I handed him the documents. He pursed his lips, squinted, clucked his tongue, and hummed as he perused them. He was stalling, I thought; he could no more decipher the arcane symbols and calculations than could I.
But at last he nodded and slapped the documents with the back of his hand, as if to indicate he had cracked the code. "Well, I can't make it all out-I'm hardly an astronomical expert-but clearly this has something to do with the calendar."
"The Roman calendar?"
"The Roman, yes, but also the calendars of the Greeks and the Egyptians and perhaps of others as well. There are many calendars, Gordianus. Every civilization has come up with its own way of reckoning the passage of time, dividing years into seasons, seasons into months, months into days. It was King Numa who devised the Roman calendar and established the priesthoods to maintain it. Numa was both a holy man and a king. The whole point of his calendar was to make sure that religious rites were remembered and performed on time.
"But as you must know, no one has yet devised a perfect calendar-that is to say, a reckoning of days that works equally well for every year. Irregularities inevitably creep into the process, and no one quite knows why. You'd think the movements of the stars in the heavens would be as precise and predictable as the measurements of a water clock, but it's more complicated than that. Which is why Numa's calendar has become such a mess. For most of my lifetime and yours, it's been at least slightly out of step with the seasons, and nowadays it's worse than ever."

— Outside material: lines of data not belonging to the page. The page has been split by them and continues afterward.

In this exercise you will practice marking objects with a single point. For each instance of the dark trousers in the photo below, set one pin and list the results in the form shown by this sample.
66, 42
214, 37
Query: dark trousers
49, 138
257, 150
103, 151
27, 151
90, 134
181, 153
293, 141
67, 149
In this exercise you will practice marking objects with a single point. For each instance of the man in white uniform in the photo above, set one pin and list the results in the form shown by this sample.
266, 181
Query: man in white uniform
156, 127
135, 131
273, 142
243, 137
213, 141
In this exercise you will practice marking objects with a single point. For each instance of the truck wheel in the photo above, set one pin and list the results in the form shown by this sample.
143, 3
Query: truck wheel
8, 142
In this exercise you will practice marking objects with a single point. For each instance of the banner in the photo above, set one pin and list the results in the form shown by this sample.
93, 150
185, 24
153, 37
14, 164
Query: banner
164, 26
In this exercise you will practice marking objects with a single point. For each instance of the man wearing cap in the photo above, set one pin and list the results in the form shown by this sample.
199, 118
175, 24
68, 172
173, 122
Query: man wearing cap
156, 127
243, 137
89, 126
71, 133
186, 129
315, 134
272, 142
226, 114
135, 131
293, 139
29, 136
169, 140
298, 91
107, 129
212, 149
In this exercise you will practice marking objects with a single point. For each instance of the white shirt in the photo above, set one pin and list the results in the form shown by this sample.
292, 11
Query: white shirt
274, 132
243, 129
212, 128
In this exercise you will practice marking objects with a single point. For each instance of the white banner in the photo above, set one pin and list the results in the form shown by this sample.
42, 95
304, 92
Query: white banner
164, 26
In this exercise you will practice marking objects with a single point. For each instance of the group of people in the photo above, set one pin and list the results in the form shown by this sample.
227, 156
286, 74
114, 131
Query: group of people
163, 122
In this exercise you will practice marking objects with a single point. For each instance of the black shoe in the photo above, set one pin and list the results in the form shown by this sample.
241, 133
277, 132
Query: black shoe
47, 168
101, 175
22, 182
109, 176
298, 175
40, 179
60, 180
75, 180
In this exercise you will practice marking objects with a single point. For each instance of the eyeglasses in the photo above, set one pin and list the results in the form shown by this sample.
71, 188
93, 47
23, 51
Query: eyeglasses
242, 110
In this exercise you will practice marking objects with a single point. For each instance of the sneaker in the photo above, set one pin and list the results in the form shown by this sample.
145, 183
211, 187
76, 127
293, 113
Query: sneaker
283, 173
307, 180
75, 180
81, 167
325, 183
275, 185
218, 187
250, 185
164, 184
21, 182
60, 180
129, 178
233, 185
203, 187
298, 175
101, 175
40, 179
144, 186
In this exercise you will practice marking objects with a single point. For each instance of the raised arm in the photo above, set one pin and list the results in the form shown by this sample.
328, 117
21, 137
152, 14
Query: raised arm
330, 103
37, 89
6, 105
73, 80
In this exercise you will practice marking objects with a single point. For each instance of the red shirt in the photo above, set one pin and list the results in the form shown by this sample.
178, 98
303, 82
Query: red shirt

"But aren't there priests who fix the calendar as we go along?" I said. "Every year they decide whether to introduce an extra month, and the month is as long as they wish-they add however many days they deem necessary to bring the calendar back into alignment with the planets."
"That's correct, Gordianus," said Cicero in a patronizing tone, as if he were surprised that a fellow like myself could grasp such an abstract concept. "You may remember, in the year that Clodius was killed on the Appian Way, we had an intercalary month between Februarius and Martius; twenty-seven days, as I recall." He hummed thoughtfully and looked toward the doorway. "I wonder if I should invite Publilia to join us. She could learn a great deal from this discussion. It's good for a female to stretch her mind occasionally."
Cicero was in pedagogic mode, craving a worthy audience. It struck me that few topics were more likely to bore Cicero's honey than this one.
"Ah, but she's probably napping." Cicero sighed and shrugged. "Where was I? Oh, yes-even with the addition of intercalary months, the Roman calendar has grown more and more out of step, so that nowadays the harvest festivals of our ancestors occur during the summer, which makes no sense, and the holidays that are supposed to relieve the tedium of midwinter arrive in the autumn, when everyone is busy with the harvest. And so on. This is the middle of September, yet the weather is sweltering and the days are long."